Search code examples
clojuremapdb

Using Clojure's data structure with MapDB


I tried to use directly Clojure's hashmap with MapDB and ran into weird behaviour. I checked Clojure and MapDB sources and couldn't understand the problem.

First everything looks fine:

lein try org.mapdb/mapdb "1.0.6"

; defining a db for the first time
(import [org.mapdb DB DBMaker])
(defonce db (-> (DBMaker/newFileDB (java.io.File. "/tmp/mapdb"))
                .closeOnJvmShutdown
                .compressionEnable
                .make))
(defonce fruits (.getTreeMap db "fruits-store"))
(do (.put fruits :banana {:qty 2}) (.commit db))

(get fruits :banana)
=> {:qty 2}
(:qty (get fruits :banana))
=> 2
(first (keys (get fruits :banana)))
=> :qty
(= :qty (first (keys (get fruits :banana))))
=> true

CTRL-D
=> Bye for now!

Then I try to access the data again:

lein try org.mapdb/mapdb "1.0.6"

; loading previsously created db
(import [org.mapdb DB DBMaker])
(defonce db (-> (DBMaker/newFileDB (java.io.File. "/tmp/mapdb"))
                .closeOnJvmShutdown
                .compressionEnable
                .make))
(defonce fruits (.getTreeMap db "fruits-store"))

(get fruits :banana)
=> {:qty 2}
(:qty (get fruits :banana))
=> nil
(first (keys (get fruits :banana)))
=> :qty
(= :qty (first (keys (get fruits :banana))))
=> false
(class (first (keys (get fruits :banana))))
=> clojure.lang.Keyword

How come the same keyword be different with respect to = ? Is there some weird reference problem happening ?


Solution

  • The problem is caused by the way equality of keywords works. Looking at the implementation of the = function we see that since keywords are not clojure.lang.Number or clojure.lang.IPersistentCollection their equality is determined in terms of the Object.equals method. Skimming the source of clojure.lang.Keyword we learn that keywords don't not override Object.equals and therefore two keywords are equal iff they are the same object.

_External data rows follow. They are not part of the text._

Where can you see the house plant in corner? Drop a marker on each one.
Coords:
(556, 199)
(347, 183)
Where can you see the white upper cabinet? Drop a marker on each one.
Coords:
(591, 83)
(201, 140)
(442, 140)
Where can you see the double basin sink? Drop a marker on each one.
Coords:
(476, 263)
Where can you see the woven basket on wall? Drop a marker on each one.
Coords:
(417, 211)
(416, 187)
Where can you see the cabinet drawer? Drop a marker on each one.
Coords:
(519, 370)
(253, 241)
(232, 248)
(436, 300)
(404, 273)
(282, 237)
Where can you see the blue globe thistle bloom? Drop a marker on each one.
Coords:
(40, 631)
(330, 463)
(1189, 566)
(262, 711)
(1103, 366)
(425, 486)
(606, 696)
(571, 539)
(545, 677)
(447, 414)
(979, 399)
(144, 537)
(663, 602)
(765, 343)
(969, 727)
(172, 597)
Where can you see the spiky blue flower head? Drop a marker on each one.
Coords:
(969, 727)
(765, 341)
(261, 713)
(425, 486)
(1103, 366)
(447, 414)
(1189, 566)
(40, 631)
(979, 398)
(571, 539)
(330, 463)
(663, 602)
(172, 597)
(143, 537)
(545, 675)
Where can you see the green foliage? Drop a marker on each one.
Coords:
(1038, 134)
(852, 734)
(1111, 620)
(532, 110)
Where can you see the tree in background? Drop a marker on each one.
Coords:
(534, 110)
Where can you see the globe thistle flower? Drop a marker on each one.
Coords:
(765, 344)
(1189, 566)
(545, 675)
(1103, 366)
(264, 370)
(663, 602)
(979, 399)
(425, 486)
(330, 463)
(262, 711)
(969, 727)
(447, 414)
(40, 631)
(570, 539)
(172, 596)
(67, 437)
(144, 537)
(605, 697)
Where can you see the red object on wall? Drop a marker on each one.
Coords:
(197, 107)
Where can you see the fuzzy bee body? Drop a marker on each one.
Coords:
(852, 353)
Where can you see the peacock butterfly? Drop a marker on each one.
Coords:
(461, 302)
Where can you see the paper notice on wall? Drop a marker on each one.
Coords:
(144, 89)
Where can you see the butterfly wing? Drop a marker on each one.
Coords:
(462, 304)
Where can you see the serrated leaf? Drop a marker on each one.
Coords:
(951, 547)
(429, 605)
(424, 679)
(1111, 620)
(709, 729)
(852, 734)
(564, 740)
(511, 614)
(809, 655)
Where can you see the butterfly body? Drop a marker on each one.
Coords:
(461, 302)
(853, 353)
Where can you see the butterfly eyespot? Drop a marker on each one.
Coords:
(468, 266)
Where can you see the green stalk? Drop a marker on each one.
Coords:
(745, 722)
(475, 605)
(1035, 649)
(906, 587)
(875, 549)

    The default serializer of MapDB is org.mapdb.SerializerPojo, a subclass of org.mapdb.SerializerBase. In its documentation we can read that it's a

    Serializer which uses ‘header byte’ to serialize/deserialize most of classes from ‘java.lang’ and ‘java.util’ packages.

    Unfortunately, it doesn't work that well with clojure.lang classes; It doesn't preserve identity of keywords, thus breaking equality. In order to fix it let's attempt to write our own serializer using the EDN format—alternatively, you could consider, say, Nippy—and use it in our MapDB.

    (require '[clojure.edn :as edn])
    
    (deftype EDNSeralizer []
      ;; See docs of org.mapdb.Serializer for semantics.
      org.mapdb.Serializer
      (fixedSize [_]
        -1)
      (serialize [_ out obj]
        (.writeUTF out (pr-str obj)))
      (deserialize [_ in available]
        (edn/read-string (.readUTF in)))
      ;; MapDB expects serializers to be serializable.
      java.io.Serializable)
    
    (def edn-serializer (EDNSeralizer.))
    
    (import [org.mapdb DB DBMaker])
    (def db (.. (DBMaker/newFileDB (java.io.File. "/tmp/mapdb"))
                closeOnJvmShutdown
                compressionEnable
                make))
    
    (def more-fruits (.. db
                         (createTreeMap "more-fruits")
                         (valueSerializer (EDNSeralizer.))
                         (makeOrGet)))
    (.put more-fruits :banana {:qty 2})
    (.commit db)
    

    Once the more-fruits tree map is reopened in a JVM with EDNSeralizer defined the :qty object stored inside will be the same object as any other :qty instance. As a result equality checks will work properly.